« Non aux deux poids deux mesures », Georges Corm

 

The following article was published in the May 2022 special issue of the International Review of Contemporary Law, the journal of the IADL, focusing on the 75-76 anniversary of the United Nations Charter.

« Non aux deux poids deux mesures »

Georges Corm

Transcription – Rencontre internationale-Intervention de Georges Corm – Paris, 1er juin 2016

Le Grand Moyen-Orient correspond exactement au concept de George Bush, la création du chaos dans la région et dont je souhaiterais que cela soit vraiment changé. Je m’excuse si je n’ai pas fait attention avant. Mais il ne me semble pas avoir vu avant dans le premier programme cette notion de Grand Moyen-Orient, là je pense qu’il est vraiment nécessaire que l’on change pour nous autres qui vivons dans le chaos et violences dans notre région du monde.

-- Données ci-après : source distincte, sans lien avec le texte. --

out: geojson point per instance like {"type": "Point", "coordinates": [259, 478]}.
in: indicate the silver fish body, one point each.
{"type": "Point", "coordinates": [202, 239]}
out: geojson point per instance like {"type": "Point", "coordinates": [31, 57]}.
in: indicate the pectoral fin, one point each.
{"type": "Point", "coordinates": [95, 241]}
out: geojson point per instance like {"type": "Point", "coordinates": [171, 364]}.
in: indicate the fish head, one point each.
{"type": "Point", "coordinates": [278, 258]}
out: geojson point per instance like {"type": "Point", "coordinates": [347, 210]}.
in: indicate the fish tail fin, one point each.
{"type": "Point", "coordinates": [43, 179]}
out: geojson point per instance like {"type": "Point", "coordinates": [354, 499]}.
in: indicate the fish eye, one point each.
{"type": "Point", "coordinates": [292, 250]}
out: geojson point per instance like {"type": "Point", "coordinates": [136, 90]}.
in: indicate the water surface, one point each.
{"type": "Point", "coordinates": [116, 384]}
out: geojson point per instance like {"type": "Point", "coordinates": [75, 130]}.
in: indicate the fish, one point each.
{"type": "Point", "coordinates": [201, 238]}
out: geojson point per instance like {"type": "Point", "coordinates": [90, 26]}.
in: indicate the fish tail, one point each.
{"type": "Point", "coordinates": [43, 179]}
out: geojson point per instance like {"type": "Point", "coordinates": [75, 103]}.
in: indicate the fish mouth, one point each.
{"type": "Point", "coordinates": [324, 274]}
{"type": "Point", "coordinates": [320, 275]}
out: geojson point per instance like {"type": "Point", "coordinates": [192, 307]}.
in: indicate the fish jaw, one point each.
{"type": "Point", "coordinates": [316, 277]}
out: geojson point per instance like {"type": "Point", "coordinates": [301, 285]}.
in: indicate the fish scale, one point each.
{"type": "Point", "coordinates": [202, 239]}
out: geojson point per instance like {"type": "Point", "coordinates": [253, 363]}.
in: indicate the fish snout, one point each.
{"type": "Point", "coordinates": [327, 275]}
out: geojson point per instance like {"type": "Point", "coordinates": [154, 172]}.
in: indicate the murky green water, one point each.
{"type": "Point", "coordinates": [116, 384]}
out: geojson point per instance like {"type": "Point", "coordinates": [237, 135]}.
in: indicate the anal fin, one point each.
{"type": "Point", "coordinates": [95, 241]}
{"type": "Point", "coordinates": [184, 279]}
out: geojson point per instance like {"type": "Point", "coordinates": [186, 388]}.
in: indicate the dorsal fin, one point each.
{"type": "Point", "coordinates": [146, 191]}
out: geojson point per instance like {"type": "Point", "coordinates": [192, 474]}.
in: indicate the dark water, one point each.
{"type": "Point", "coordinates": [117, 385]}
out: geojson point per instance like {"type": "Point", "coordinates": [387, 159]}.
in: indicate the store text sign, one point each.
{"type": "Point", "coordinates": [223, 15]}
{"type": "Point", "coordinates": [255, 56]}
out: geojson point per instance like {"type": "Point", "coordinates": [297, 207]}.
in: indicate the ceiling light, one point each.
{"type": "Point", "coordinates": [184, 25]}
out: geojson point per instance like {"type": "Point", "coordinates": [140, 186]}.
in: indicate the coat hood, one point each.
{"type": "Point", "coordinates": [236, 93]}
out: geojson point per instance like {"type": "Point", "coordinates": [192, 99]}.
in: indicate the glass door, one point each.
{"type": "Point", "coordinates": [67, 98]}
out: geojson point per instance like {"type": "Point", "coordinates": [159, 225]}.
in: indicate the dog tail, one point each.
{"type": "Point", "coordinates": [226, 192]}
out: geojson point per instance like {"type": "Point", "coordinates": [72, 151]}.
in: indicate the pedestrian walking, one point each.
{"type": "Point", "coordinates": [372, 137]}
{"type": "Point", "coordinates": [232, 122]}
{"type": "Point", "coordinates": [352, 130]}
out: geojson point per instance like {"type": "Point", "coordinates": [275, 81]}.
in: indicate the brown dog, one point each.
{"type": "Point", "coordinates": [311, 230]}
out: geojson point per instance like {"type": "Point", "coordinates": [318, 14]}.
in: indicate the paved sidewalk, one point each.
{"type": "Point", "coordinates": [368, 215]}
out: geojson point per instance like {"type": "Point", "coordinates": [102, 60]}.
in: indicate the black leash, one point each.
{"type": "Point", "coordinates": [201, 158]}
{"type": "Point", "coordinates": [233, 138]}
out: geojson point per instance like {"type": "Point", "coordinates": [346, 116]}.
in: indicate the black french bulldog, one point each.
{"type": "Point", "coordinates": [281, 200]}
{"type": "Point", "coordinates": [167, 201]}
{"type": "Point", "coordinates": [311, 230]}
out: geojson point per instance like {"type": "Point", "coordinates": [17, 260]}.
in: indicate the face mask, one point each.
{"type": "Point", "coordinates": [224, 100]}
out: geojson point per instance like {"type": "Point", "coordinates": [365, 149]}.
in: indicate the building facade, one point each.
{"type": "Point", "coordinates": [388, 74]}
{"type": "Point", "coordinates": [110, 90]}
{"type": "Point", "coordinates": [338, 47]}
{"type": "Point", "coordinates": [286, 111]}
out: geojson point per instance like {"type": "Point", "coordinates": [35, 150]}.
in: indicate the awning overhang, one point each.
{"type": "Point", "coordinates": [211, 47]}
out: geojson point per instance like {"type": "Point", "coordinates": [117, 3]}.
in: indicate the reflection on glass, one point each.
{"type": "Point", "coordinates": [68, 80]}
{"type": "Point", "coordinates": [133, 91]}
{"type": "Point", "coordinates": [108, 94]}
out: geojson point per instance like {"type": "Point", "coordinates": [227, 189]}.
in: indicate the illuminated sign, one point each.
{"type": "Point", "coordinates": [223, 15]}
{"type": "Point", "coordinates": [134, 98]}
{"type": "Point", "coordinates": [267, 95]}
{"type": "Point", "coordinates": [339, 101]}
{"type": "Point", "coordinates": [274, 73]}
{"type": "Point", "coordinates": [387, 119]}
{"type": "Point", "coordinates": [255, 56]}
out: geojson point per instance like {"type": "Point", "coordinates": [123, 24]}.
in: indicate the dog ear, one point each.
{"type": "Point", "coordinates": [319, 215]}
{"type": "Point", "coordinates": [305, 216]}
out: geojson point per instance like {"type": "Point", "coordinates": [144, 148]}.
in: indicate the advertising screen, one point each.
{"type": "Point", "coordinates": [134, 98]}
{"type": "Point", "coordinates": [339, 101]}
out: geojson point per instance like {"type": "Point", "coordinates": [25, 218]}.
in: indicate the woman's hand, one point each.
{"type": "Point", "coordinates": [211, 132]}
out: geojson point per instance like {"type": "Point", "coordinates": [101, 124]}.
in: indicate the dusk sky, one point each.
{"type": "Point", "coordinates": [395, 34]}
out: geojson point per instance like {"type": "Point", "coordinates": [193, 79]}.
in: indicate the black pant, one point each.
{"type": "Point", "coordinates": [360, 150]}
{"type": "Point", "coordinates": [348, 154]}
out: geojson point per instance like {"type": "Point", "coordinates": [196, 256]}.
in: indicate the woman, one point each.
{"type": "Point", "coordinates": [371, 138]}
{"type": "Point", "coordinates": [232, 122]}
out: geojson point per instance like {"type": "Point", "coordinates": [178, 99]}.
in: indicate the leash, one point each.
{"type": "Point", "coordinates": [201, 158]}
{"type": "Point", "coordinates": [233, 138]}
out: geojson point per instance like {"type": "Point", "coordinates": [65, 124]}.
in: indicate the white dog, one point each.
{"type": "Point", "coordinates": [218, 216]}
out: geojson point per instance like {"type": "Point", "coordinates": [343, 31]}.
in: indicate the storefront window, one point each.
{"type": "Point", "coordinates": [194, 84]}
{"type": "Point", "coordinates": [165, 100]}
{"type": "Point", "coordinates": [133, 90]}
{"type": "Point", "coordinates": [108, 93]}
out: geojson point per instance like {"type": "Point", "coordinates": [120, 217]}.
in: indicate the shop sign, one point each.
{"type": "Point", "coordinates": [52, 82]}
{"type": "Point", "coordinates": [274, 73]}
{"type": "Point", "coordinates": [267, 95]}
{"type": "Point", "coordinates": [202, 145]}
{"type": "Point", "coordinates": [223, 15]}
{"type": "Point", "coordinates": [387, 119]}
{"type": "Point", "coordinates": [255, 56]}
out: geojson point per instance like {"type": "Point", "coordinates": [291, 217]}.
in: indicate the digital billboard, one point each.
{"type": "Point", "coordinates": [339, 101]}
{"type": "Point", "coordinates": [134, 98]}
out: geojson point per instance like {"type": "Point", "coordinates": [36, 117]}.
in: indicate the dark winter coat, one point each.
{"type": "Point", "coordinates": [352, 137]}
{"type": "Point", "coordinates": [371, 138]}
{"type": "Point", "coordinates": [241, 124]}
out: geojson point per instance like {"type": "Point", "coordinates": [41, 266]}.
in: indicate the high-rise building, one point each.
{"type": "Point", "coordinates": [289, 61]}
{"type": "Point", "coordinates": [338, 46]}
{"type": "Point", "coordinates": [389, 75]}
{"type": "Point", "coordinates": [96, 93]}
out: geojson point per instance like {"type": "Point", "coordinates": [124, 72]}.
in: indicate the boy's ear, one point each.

Ce chaos de violence est vraiment associé à cette notion, la notion de « Grand Moyen-Orient » qui jusqu’à présent malheureusement domine la politique impériale pour ne pas dire impérialiste des Etats-Unis auquel l’OTAN est malheureusement le bras très actif et je suis heureux qu’il ait dénoncé ce matin de façon si intense

Je vais essayer de déterminer les causes du chaos de violence qui affectent diverses sociétés arabes. En effet, les unes derrière les autres tombent dans le chaos comme des dominos et il nous faut ici essayer de déterminer les responsabilités entre facteurs internes et facteurs externes. Parce qu’il faut aussi bien que nous autres Arabes et vous autres Européens prenions nos responsabilités pour contribuer à mettre fin au chaos qui n’est pas seulement un chaos de violences physiques, mais aussi un « chaos mental ». Et quand je vois comment se font des analyses sur la situation des pays arabes, j’ai rarement vu un chaos aussi effrayant qui évidement fait que tout le monde baisse les bras. Tout le monde dit « Ah ! On n’y peut rien ».

Alors en deux temps je vais d’abord très vite essayer de voir quels sont les causes de ce chaos et de les classer de façon rationnelle ce qui nous aidera par la suite à trouver des solutions relatives à ce qu’il faut faire des deux côtés de la Méditerranée.

Vu le temps limité imparti à mon intervention, je pense que dans les causes historiques du chaos, je ne peux pas faire un exposé qui soit quelque peu détaillé, mais en résumé, il y a trois causes principales de la déstabilisation violente actuelle.

La première est relative aux conséquences de la disparition de l’Empire Ottoman et à la façon dont le monde arabe a été « balkanisé » par opposition à Turquie qui a pu résister à l’impérialisme européen sous la direction énergique de Mustapha Kemal et réaffirmer et sa présence et sa puissance sur le plateau Anatolien

Par opposition à l’Iran seconde grande entité ethnico-nationale du Moyen-Orient, qui elle aussi a gardé une influence régionale importante et a sauvegardé son unité en dépit de la diversité très grande à l’intérieur de l’Iran elle-même.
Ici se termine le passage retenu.